The New York Times has an interesting article about affinage, the art, or voodoo, of aging cheese, depending on your point of view.
In the skeptic’s corner:
“This affinage thing is a total
crock,” said Mr. Jenkins, the cheese monger at Fairway and the author of the
pivotal 1996 book “Cheese Primer.” “All it does is drastically inflate the cost
of cheeses that have benefited zero from this faux-alchemical nonsense.”
Mr. Jenkins, a New York retail pioneer, argues that
affinage is ultimately about marketplace savvy. Long ago in places like France and Belgium, the affineur first stepped
in to extract profits by acting as the middleman.
“It has nothing to do with making
cheese taste really good,” he said. “It has to do with getting paid. And it’s
morphed into a typical ‘French things are cool’ thing that Americans have
bought hook, line and sinker. They all think, ‘I can even turn this into a
marketing tool, so people will see how devoted I am to my craft.’ ”
He argues that the cheese will be fine, and that it
basically makes itself.
“And if my humidity is 35 percent different
from yours, my cheese is going to taste just as good as yours. It may have a
different color of mold on it, but it’ll taste just as good. And yours is going
to be twice as expensive, and you’re a highway robber. And you’re contributing
to the preciousness and folly of Americans trying to emulate something in France that has
nothing to do with quality. It has to do with expedience. Are you getting me
here?”
In the believer’s corner is Rob Kaufelt, who has owned Murray’s Cheese Shop in Greenwich
Village since 1991. He argues that affinage needs to take place
close to the point of sale, so he has “caves” in Manhatten. He says that
exceptional care is needed throughout the process of cheese making:
This included: buying the cheese
straight from the farms, using special temperature-and-humidity-controlled
trucks to make sure the cheese travels without spoiling and taking care of “the
affinage closer to the point of sale.”
“Most people don’t bother with this
at all,” Mr. Kaufelt went on. “Most people are lazy. Most people are not
obsessed with quality.
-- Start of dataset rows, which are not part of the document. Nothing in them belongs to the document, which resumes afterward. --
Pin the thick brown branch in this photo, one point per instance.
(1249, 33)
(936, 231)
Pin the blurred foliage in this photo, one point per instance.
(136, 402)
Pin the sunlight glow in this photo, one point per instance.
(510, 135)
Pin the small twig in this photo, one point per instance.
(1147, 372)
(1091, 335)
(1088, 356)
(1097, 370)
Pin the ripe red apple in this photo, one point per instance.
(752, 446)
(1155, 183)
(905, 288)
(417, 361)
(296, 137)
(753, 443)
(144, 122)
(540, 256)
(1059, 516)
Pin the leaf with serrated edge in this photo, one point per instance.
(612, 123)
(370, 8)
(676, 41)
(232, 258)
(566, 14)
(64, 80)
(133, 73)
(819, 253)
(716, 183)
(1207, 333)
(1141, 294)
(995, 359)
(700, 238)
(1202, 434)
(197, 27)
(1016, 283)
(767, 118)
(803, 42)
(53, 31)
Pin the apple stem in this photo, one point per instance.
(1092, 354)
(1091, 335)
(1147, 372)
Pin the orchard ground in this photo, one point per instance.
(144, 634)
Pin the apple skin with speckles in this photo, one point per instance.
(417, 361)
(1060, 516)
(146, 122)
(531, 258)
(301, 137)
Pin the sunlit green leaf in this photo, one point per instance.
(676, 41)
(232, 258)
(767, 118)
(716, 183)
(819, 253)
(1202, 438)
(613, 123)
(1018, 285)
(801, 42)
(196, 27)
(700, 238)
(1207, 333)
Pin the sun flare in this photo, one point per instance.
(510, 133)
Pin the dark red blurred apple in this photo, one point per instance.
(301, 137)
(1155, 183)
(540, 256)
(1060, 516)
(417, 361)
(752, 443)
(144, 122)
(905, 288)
The others would rather obfuscate the issue rather than
spend a nickel doing what they need to do.” The proof, he wrote, “is in the
eating, which I leave to you.”
The New York Times did conduct a double-blind taste test of
three cheeses bought at three different stores, at Murray’s,
Artisanal and Fairway. The cheese experts strongly rejected the Fairway
cheeses. So TLC works on cheese, too, and connoisseurship and affinage are not
just fancy French words, or superstition, but do make cheese better after all. Who knew?!